Hazel: No!  I had no idea it did that.

I’m not naming names or calling out companies since this is unfortunately an all too common occurrence.

If you’re going to spend the money on a booth at a show, please — I’m begging you — get your message in order before the hordes hit the floor.

  • Make sure each person in your booth understands what your product does and doesn’t do, how it does what it does, and what the target is for your particular product or service.
  • If you’re hiring ‘booth babes’, take a few minutes to educate them on which person in the organization should be matched with what prospect.
  • Do not allow them to assume that the CTO is the go to guy to talk to a marketing person who’s asking a question about dashboard reports, and do not, I repeat, do not make the mistake of having a sales rep discuss the technical variances in iOS, Android or Windows 8 with a programmer (unless the sales rep is absolutely up to speed on the tech aspects) who’s asking about what you’re pushing.
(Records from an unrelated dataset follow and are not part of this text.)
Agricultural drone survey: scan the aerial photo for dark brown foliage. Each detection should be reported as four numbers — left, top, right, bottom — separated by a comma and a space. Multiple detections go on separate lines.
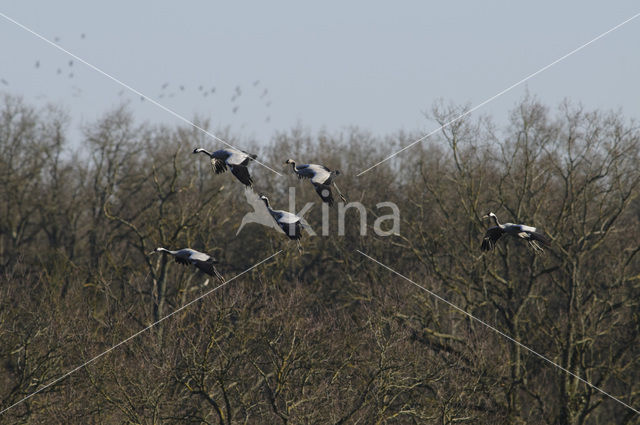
0, 96, 640, 424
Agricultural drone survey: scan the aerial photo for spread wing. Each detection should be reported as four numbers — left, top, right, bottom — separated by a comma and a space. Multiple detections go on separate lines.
211, 158, 227, 174
480, 226, 504, 251
309, 164, 331, 184
314, 184, 333, 206
231, 165, 253, 186
193, 258, 224, 282
278, 221, 302, 239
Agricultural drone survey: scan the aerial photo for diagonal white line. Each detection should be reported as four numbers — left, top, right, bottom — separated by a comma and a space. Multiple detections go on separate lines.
0, 12, 282, 176
356, 249, 640, 414
0, 250, 282, 415
357, 12, 640, 177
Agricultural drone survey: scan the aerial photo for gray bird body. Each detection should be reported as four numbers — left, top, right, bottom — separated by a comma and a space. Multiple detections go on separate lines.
285, 159, 346, 206
260, 195, 302, 240
155, 247, 224, 282
193, 148, 258, 186
480, 213, 550, 251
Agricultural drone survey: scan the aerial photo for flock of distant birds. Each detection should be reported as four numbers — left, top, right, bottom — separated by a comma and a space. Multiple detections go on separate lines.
0, 33, 272, 123
149, 148, 551, 283
0, 33, 551, 282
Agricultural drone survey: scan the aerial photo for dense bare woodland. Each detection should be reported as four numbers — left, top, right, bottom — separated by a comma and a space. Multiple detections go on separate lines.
0, 96, 640, 424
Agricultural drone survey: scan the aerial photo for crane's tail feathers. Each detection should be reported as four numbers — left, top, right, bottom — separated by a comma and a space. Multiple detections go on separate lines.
213, 268, 225, 283
531, 232, 551, 246
333, 181, 348, 204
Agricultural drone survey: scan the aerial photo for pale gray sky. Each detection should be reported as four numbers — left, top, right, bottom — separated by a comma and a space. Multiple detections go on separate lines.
0, 0, 640, 146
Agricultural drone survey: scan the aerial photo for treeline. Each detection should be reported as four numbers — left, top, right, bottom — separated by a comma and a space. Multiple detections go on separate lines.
0, 96, 640, 424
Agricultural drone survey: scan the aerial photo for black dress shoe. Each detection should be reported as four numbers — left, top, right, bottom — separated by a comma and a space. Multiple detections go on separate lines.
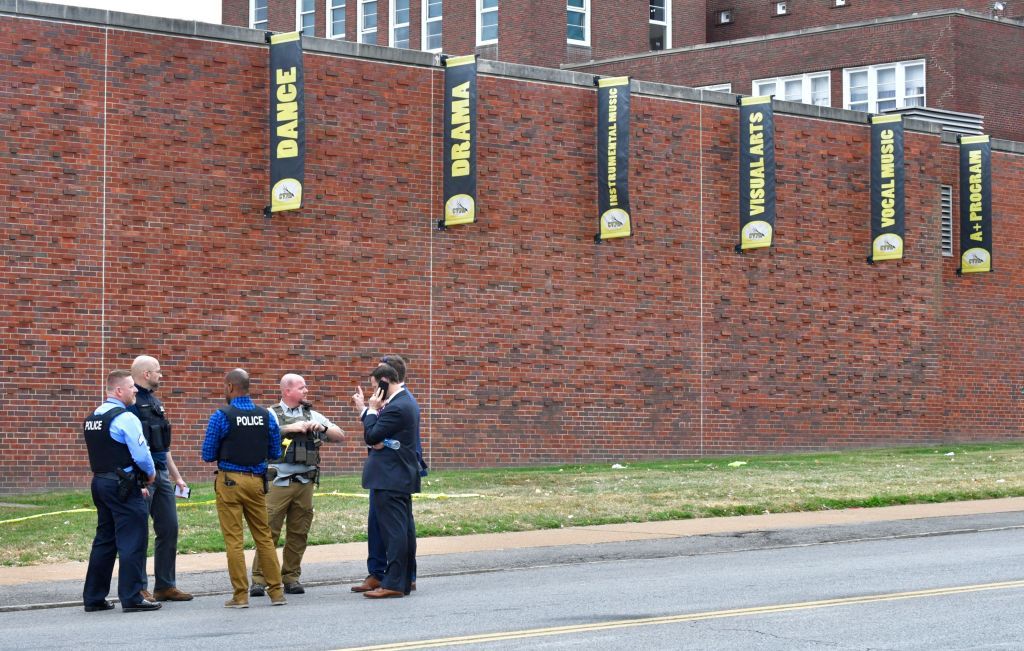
121, 599, 163, 612
85, 601, 114, 612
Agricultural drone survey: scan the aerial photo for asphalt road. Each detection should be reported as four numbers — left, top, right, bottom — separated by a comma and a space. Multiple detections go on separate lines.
0, 513, 1024, 651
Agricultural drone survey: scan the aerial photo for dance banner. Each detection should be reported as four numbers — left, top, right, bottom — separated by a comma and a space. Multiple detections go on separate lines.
956, 136, 992, 273
736, 96, 775, 252
867, 116, 904, 262
263, 32, 306, 216
437, 54, 477, 228
594, 77, 633, 242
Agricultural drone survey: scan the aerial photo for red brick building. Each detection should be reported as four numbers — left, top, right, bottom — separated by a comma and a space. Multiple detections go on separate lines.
223, 0, 1024, 140
0, 2, 1024, 491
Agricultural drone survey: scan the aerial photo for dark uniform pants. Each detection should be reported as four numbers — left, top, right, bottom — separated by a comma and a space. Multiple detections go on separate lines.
253, 481, 315, 585
82, 477, 150, 607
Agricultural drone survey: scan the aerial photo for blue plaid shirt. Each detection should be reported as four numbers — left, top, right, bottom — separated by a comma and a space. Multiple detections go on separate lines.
203, 395, 281, 475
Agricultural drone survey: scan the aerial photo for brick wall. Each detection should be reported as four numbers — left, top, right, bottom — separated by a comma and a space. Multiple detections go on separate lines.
707, 0, 1024, 43
573, 15, 1024, 140
0, 10, 1024, 491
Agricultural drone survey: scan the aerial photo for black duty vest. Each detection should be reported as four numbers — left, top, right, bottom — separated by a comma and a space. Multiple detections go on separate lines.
217, 404, 270, 466
82, 407, 134, 473
270, 402, 322, 467
135, 391, 171, 452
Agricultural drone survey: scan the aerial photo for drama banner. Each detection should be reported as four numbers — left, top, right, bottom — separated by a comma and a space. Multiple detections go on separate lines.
264, 32, 306, 216
736, 96, 775, 252
867, 116, 904, 262
437, 54, 477, 228
594, 77, 633, 242
957, 136, 992, 273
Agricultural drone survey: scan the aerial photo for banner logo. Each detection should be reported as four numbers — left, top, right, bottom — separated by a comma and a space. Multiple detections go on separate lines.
956, 135, 992, 273
736, 97, 775, 253
263, 32, 306, 217
594, 77, 633, 243
437, 55, 477, 228
867, 116, 904, 262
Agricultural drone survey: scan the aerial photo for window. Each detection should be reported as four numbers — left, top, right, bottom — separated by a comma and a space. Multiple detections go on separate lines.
358, 0, 377, 45
843, 60, 925, 113
753, 73, 831, 106
476, 0, 498, 45
696, 82, 732, 93
327, 0, 345, 39
939, 185, 953, 257
649, 0, 672, 51
249, 0, 268, 31
391, 0, 409, 48
565, 0, 590, 45
423, 0, 441, 52
295, 0, 316, 36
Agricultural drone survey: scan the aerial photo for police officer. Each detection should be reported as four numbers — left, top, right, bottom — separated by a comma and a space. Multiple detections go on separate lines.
203, 368, 288, 608
128, 355, 193, 601
249, 373, 345, 597
82, 371, 160, 612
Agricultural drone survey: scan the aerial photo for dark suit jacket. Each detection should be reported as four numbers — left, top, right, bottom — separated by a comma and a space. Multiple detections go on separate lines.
362, 391, 420, 493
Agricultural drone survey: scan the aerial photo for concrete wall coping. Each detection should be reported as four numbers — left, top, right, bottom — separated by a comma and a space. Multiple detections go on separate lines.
0, 0, 1024, 155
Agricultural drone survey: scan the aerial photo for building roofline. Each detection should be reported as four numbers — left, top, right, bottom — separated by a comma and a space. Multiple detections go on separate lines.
0, 0, 1024, 155
561, 9, 1024, 70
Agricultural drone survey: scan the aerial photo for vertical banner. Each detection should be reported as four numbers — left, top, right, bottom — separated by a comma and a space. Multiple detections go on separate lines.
736, 96, 775, 253
437, 54, 477, 228
867, 116, 904, 262
263, 32, 306, 217
956, 136, 992, 273
594, 77, 633, 243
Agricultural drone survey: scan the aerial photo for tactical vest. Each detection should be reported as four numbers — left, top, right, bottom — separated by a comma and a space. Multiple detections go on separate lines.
270, 402, 322, 467
217, 404, 270, 466
82, 407, 134, 473
135, 393, 171, 452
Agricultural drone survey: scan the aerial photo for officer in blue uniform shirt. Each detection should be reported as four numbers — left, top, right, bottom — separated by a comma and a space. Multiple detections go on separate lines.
82, 371, 160, 612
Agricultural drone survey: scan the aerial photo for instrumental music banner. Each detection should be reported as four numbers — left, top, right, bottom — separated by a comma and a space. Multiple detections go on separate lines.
264, 32, 306, 216
957, 135, 992, 273
867, 116, 904, 262
736, 96, 775, 251
438, 54, 477, 227
595, 77, 633, 242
Two things are terribly frustrating to a trade show attendee.  First, it’s not being able to find the product or service they are expecting to demo at a show.  The second, and even more egregious, is finding a product that you think is perfect and then discovering that it’s been misrepresented.  The attendee has sometimes gone to great expense in registration and travel fees to get to the show, and they’re looking to recoup that cost by gaining new insight, knowledge or contacts on the floor.  Respect that, and make sure the prospects at your booth walk away happy to consider doing business with you when they’re back at a desk explaining to accounting that yours is the product they should be buying, and doing so today!

On the flip side of the cost coin, as an exhibitor, you will never get a handle on ROI from show traffic until you implement the simple steps above.   Trade show long tail recoupment is difficult to measure; most of your gains should be in the first week or two after the show is over, as people get back to work and follow up.  Speaking of follow up, make sure your reps are managing their contacts ASAP.   We like to see followup within a couple of days, if not during the show itself.  Getting a prospect back to your booth before they leave for a second showing is like gold in your pocket.  They are not just a warm lead, they are a red hot lead.

One other tip… do not load up your booth with business cards.  Cards should be given out on an individual basis to prospects, and should belong to the person pitching.  Putting a stack of VP, CEO, etc cards out just means that a prospect will be contacting someone they did not meet and might not relate to without some introduction by the pitch-person.   Putting out generic cards with a promo or discount code or using flyers and other collateral is something we encourage as an alternative.   Those responses should go into the general funnel for disbursement to the correct department as they are received and should be counted as warm leads.